As Sir Bernard was the third member of the Fergusson clan to occupy this role, I am sure that his forebears had also extended such invitations.
Tonight is an opportunity to reflect on the immense contribution Scots culture has made to Aotearoa/New Zealand.
A flood of Scottish immigrants arrived here in the 19th century, seeking a better life for themselves and their families. There was even a brief period, between 1860 and 1863, when the Scots outnumbered the English population.
They worked hard, they flourished, and their influence has had, and continues to have, a significant influence across all sectors of our country, including our political leadership – we can count at least six Prime Ministers with Scottish ancestry, including our current Prime Minister.
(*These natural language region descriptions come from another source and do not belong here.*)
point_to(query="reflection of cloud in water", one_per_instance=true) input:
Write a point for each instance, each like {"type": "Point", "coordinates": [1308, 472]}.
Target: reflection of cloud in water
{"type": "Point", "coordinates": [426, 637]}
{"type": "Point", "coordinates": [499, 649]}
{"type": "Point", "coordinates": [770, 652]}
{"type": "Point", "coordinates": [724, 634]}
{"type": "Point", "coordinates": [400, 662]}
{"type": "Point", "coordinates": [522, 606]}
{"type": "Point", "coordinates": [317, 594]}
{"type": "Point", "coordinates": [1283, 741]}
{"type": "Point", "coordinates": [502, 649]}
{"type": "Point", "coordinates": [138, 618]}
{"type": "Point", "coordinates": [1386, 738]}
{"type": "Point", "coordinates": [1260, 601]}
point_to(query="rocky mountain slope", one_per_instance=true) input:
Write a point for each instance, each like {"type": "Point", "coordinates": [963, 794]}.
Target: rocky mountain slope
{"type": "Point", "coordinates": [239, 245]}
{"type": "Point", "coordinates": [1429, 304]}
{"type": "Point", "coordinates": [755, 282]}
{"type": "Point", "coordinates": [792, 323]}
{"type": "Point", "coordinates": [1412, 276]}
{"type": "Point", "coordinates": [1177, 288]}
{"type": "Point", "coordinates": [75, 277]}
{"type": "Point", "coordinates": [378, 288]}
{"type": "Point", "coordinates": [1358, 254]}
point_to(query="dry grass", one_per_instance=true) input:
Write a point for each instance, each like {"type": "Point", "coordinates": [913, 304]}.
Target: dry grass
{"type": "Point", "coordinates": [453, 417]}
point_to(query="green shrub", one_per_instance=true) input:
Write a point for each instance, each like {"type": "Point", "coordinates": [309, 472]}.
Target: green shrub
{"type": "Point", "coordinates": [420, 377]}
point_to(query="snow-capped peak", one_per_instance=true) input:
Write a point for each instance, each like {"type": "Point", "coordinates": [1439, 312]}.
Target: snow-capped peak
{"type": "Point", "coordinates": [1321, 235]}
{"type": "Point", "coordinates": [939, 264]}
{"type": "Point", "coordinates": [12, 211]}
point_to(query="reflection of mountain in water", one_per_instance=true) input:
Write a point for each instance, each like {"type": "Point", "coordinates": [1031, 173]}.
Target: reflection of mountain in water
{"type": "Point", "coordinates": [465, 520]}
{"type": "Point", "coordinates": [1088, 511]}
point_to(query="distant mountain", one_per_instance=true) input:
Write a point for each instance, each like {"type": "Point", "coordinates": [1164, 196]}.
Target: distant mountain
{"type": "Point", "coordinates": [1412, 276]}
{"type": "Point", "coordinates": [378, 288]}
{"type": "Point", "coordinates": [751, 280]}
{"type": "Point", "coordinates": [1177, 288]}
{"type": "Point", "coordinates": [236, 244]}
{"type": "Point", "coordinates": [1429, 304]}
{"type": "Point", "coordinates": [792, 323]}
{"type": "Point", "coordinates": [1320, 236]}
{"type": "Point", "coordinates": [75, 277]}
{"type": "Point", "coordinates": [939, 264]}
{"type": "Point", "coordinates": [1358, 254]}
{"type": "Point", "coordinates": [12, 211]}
My own grandmother was a McNeil.
As I have asked around the Government House today, I find I am hard pressed to find anyone without some Scottish heritage – indeed I asked my Kaumatua Piri Sciascia, fully expecting that he would say no. ( In addition to his Maori heritage, he is well known to have Italian ancestry on his father's side).
But he proudly assured me that on his mothers side he is a descendent of Captain Jock McGregor who immigrated to Whanganui, and who famously saved a local chief’s daughter from Te Rauparaha’s warriors by hiding her in a mainsail. He later married her.
In this 125th year since women achieved the right to vote, we must acknowledge that the Scots enthusiasm for education, particularly for women, no doubt contributed to the growth of the Women’s Suffrage movement in this country. Our most famous suffragist – Kate Sheppard – spent her early years in Scotland where her uncle was Minister of the Free Church in Nairn.
In the 21st century, New Zealand is privileged to be one of the most diverse populations in the world. We increasingly see this as a source of strength, and our complex identities are reflected in celebrations of diverse cultural traditions.
Scots heritage is plain to see in Otago and Southland, and evident in the number of New Zealanders who play in the more than 80 pipe bands through the country, wear kilts on formal occasions – or enjoy Highland Dancing and Scottish Country Dancing.
Whether or not you have Scots ancestry, I can see you all enjoy dancing with other enthusiasts, as well as the benefits of vigorous exercise.
Speaking of vigorous exercise, I must point out that I am wearing this sash in acknowledgment of my MacNeil ancestry, not because I have any expertise in Scottish Country Dancing.
I am very happy to be on the side-lines this evening – unlike all of you, who I imagine are itching to get started.
So I won’t hold up proceedings any further.
Welcome again, and please enjoy your evening.